Les hydravions d’Antibes

Jeudi 30 juillet 2009

Bouillon de culture -  Les rayons de cette très intéressante librairie niçoise contiennent seulement des livres d’occasion. Grande et bien organisée on peut y déambuler tranquillement ; rien à voir avec le fatras de certaines boutiques. Cependant ce n’est pas un livre usagé que j’ai trouvé là, mais un opuscule tout neuf et fort intéressant consacré à l’aviation : Les hydravions et la base d’Antibes.

Il s’agit d’abord de l’hommage rendu par sa petite fille à un grand père qu’elle n’a pas connu. Albert Terrusse a en effet joué un rôle important au service de l’aviation à Antibes d’abord, puis à Nice.

Quand les parents disparaissent, les enfants découvrent parfois dans leurs affaires des documents dont ils ne soupçonnaient pas l’existence et dont l’intérêt leur apparaît soudain avec évidence. Ils sont conduits à une exploration d’un passé mal connu et ils éprouvent alors le besoin de faire connaître aux autres ce qu’ils ont découvert. C’est à peu près ce qui est arrivé aux auteurs concernant Albert Terrusse et l’hydrobase d’Antibes.

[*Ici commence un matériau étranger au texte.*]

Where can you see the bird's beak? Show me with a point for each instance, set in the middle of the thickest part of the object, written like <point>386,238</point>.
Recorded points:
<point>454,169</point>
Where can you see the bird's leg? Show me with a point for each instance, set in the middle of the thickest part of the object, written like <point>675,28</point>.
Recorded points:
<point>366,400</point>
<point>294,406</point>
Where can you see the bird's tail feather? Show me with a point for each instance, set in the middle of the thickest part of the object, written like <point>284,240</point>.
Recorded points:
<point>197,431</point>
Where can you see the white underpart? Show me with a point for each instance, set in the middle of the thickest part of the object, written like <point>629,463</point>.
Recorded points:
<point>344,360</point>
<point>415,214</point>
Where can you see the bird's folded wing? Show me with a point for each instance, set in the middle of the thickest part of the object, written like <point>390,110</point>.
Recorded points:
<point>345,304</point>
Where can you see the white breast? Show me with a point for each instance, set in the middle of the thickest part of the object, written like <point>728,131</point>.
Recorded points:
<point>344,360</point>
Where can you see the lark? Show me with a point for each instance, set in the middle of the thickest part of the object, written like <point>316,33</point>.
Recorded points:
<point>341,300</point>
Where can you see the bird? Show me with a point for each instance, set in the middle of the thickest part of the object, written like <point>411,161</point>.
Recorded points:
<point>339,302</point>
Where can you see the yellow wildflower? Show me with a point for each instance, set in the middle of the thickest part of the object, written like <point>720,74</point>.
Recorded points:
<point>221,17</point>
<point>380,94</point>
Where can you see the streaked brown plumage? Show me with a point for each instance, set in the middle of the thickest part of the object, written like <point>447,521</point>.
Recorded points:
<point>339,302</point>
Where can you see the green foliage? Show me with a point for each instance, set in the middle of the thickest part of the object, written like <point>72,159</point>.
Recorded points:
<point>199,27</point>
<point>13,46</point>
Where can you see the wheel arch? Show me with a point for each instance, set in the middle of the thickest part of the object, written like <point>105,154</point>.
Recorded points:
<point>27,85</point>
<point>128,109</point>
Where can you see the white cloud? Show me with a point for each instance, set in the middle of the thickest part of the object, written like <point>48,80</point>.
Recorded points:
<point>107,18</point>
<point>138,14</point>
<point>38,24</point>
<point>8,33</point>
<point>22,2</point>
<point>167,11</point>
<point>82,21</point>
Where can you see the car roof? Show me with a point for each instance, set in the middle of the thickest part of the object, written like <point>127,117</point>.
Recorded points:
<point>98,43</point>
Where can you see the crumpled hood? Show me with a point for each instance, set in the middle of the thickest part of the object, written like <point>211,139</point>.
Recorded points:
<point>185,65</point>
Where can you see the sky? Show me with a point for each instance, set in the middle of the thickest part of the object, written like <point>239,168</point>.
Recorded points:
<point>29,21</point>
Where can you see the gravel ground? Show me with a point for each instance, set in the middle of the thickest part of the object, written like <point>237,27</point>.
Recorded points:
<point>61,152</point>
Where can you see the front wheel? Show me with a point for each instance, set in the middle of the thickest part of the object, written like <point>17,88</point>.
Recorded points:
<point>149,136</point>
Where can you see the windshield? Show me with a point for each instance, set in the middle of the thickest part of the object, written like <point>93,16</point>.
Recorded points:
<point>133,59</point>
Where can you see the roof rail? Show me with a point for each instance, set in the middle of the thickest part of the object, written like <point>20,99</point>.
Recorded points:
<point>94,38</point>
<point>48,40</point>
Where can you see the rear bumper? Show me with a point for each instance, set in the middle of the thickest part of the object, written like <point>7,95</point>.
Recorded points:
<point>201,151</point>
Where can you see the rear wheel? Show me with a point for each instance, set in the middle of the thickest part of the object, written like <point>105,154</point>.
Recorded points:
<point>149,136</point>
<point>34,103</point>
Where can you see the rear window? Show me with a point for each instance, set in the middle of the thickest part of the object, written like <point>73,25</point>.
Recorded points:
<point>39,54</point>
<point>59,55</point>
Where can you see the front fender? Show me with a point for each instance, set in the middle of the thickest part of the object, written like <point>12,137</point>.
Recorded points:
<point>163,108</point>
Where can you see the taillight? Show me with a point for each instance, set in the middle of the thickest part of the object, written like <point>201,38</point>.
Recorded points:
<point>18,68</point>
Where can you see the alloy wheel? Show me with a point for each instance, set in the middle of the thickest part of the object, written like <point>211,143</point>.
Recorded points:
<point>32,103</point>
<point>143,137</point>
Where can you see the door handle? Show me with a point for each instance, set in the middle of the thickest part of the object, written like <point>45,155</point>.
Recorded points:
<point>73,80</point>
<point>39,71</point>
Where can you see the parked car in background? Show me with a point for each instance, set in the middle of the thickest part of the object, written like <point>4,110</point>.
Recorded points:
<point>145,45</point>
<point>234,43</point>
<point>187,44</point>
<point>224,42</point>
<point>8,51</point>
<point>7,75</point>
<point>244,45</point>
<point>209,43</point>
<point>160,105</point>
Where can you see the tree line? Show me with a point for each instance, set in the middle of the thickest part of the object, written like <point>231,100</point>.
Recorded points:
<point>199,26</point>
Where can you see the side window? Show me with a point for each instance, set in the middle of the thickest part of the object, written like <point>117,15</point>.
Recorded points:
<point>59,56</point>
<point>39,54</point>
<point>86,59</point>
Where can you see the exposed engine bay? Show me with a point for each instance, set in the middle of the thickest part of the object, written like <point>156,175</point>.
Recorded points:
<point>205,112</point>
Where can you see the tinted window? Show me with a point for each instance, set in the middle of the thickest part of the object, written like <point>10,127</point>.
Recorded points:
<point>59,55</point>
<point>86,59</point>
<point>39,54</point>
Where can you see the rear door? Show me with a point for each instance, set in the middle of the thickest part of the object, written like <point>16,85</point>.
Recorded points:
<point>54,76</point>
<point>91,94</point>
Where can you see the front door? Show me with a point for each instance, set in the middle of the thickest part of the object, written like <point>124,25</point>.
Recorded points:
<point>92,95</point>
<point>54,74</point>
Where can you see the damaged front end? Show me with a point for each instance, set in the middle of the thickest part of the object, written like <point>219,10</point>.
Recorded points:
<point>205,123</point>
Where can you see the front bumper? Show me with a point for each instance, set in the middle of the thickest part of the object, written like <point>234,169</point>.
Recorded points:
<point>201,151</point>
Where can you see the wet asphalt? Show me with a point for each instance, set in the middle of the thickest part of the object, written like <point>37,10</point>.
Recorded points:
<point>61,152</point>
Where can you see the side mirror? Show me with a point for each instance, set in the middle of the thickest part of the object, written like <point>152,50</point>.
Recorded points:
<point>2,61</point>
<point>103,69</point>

Les auteurs nous proposent d’abord un bref survol de l’histoire des hydravions et de la place qu’ils ont occupée dans la première moitié du 20ème siècle. A Antibes, comme ailleurs, des passionnés prennent leur part à l’extraordinaire engouement des années 1900-1914. Les frères Garbéro, par exemple, ont construit leur propre appareil et ont participé à des meetings ; ils ont même ouvert une école de pilotage. Mais la guerre de 14-18 vient mettre un terme à ce mouvement.

Parce qu’il a passé près de 5 ans dans la Marine comme radio, dès le début des années 20, Albert Terrusse joue un rôle de plus en plus important au service des hydravions. Ses petits-enfants nous racontent comment l’hydrobase s’est rapidement organisée : au fil des pages on voit les hangars se monter, les hommes arriver – un responsable, des radios, des pilotes, des mécaniciens -  On s’imagine être sur le quai quand les maçons construisent le « slip ».

Fernand Lioré qui vient de créer une compagnie aérienne s’intéresse à ce lieu et c’est ainsi que l’Aéronavale s’installe à Antibes. Après les premiers essais, la ligne Antibes Ajaccio débute en 1921 avec trois hydravions Donnet-Denhaut. Ensuite il y aura des LéO-13. Et quand l’Aéronavale devenue Air Union quitte Antibes en 1929 pour s’installer à Marignane, Lioré et Olivier n’en continuent pas moins d’y monter des appareils et de procéder à des essais.

Les auteurs n’oublient pas d’évoquer les drames qui n’ont pas manqué d’endeuiller la base. L’accident du Léo 47 F.APPR le 19 mai 1937  – au moment où il décollait pour un vol d’essai – tient une place importante tant il a ému les personnels de la base et la population antiboise. Le pilote Lucien Bourdin périt dans cet accident ainsi que Robert Blouin, Luce Brochet, Marcel Juin et Charles Rayer.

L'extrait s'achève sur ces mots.